Há práticas, no exercício da profissão, que mesmo sendo indicadoras de profundo desrespeito estão tão naturalizadas que parecem não constituír qualquer problema. Não serão problema para quem assim procede, não serão problema para quem lidera as empresas onde assim se age, não serão – aparentemente – também problema para quem regula a actividade. A serem, então, problema, sê-lo-ão apenas para os destinatários, para nós. Mas isso é, no fundo, coisa irrelevante.
E do que falo eu?


Falo da deliberada sobreposição do logótipo de uma estação de televisão em imagens que não tenham sido originalmente captadas por si ou por empresas do mesmo grupo.
Ontem à noite, os espaços informativos da RTP apresentaram declarações do primeiro-ministro, José Sócrates, à SIC mas lá fizeram o regular ‘esconde, esconde’ que, de tão primário, chega a ser insultuoso.

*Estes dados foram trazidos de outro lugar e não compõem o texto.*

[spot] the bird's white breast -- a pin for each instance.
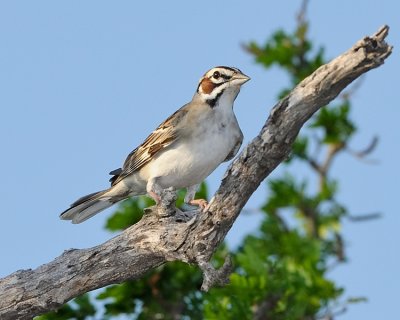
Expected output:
(192, 159)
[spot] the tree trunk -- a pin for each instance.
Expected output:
(191, 237)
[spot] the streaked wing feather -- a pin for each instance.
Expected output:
(159, 139)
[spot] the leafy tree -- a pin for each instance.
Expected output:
(281, 271)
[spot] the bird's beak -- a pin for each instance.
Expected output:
(240, 78)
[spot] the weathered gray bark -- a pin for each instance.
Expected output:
(191, 237)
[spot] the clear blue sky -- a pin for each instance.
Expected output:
(83, 82)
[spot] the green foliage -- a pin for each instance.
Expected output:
(281, 270)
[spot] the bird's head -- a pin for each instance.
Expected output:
(220, 81)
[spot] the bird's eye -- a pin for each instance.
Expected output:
(216, 75)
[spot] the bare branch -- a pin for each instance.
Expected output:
(159, 238)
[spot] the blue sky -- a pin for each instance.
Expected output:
(83, 83)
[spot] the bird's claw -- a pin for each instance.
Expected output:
(201, 203)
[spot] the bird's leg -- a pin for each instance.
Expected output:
(154, 190)
(189, 198)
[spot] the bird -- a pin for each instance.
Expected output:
(181, 152)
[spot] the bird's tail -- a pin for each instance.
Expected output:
(87, 206)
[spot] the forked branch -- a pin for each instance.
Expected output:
(160, 237)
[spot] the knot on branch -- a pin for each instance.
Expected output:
(215, 277)
(376, 45)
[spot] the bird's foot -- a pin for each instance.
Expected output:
(154, 196)
(201, 203)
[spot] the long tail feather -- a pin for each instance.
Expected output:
(87, 206)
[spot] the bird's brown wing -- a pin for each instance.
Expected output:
(165, 134)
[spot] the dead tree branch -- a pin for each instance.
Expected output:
(159, 238)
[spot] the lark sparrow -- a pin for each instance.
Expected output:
(181, 152)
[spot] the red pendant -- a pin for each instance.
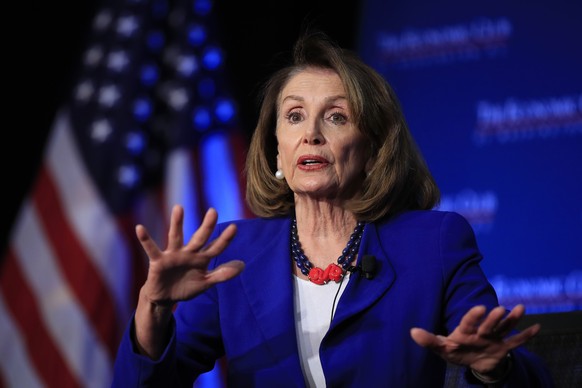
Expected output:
(332, 272)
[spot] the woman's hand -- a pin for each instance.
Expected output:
(178, 273)
(481, 340)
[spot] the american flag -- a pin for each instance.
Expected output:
(149, 123)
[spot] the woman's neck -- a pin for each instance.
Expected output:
(323, 231)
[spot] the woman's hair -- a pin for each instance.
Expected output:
(398, 179)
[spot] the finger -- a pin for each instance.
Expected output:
(425, 338)
(523, 336)
(491, 324)
(149, 246)
(225, 271)
(221, 242)
(201, 235)
(511, 320)
(175, 233)
(472, 319)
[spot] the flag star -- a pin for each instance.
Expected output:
(117, 60)
(84, 91)
(178, 98)
(108, 95)
(100, 130)
(93, 56)
(187, 65)
(127, 25)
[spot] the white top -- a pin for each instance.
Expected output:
(313, 308)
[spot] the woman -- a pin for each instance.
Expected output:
(340, 191)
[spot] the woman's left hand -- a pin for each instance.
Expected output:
(481, 340)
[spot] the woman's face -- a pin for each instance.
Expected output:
(321, 152)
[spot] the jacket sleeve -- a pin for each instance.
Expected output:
(132, 369)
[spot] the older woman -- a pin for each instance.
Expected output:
(346, 272)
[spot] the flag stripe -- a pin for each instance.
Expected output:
(43, 352)
(74, 334)
(98, 231)
(16, 368)
(77, 268)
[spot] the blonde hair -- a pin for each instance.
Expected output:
(399, 178)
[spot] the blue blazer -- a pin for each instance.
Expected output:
(428, 276)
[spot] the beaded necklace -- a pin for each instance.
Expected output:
(333, 271)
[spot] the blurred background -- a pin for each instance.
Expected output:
(136, 105)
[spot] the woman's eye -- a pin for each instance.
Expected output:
(294, 117)
(338, 118)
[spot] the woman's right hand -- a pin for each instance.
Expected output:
(178, 273)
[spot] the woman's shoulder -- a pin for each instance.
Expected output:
(433, 219)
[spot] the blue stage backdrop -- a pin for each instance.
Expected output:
(492, 92)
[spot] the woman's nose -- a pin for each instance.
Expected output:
(313, 134)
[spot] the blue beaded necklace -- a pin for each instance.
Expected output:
(333, 271)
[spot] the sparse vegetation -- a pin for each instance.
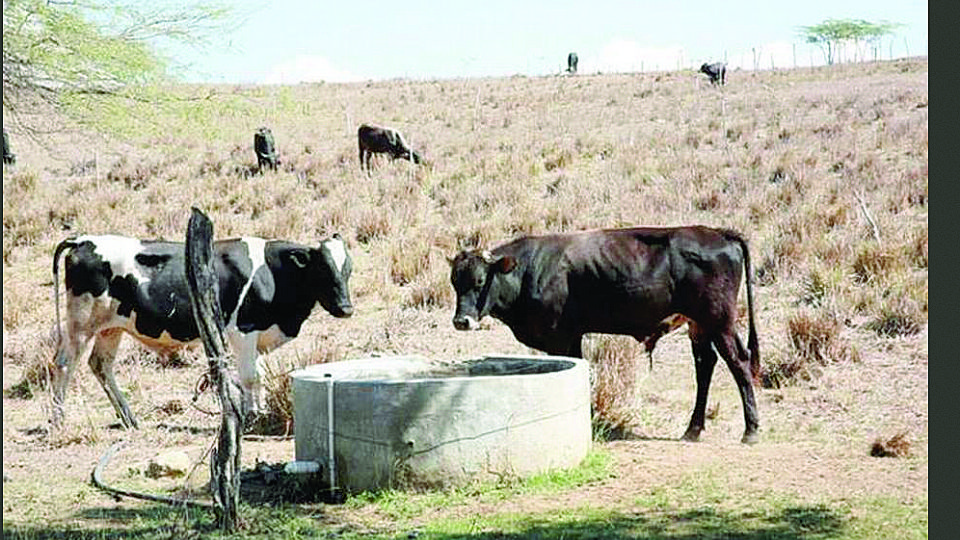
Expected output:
(797, 161)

Em Abril do ano passado, a propósito de um episódio semelhante (curiosamente, com os mesmos actores mas em papéis invertidos), escrevi aqui algo que mantem toda a actualidade:
Os acordos de auto-regulação que, em momentos de maior aperto por parte das entidades reguladoras, os operadores nacionais tendem a querer fazer não podiam estabelecer regras claras?
A entidade reguladora andará atenta?
Bem sei que pode facilmente dizer-se que é uma questão menor; uma questão gráfica, ou de estilo.
Mas não é.
É uma questão de educação
.”

One thought on “Ano novo…velhas práticas

  1. Mais grave ainda para mim é quando recolhem imagens de outras fontes e não as atribuem. Caso específico: o assalto ao BES, que terminou da forma que todos sabemos. Todas as câmeras das televisões estavam sem ângulo para captar imagens claras do acontecimento, mas a videojornalista do Público, Sandra Oliveira, conseguiu ganhar posição mesmo em frente ao banco, e tirou as melhores imagens da libertação dos reféns. Eu tenho a certeza absoluta que houve um canal que não atribuiu as imagens ao Público e em praticamente todos houve um esforço em retirar o P vermelho do canto da imagem. É falta de educação mesmo, e segundo ouvi dizer há picardias empresariais entre meios que explicam algumas situações, mas isso já entra no campo do diz que disse.
    A Sandra, por acaso, acabou por ganhar na categoria de Breaking News nos primeiros prémios de ciberjornalismo atribuídos em Portugal, com essa mesma reportagem.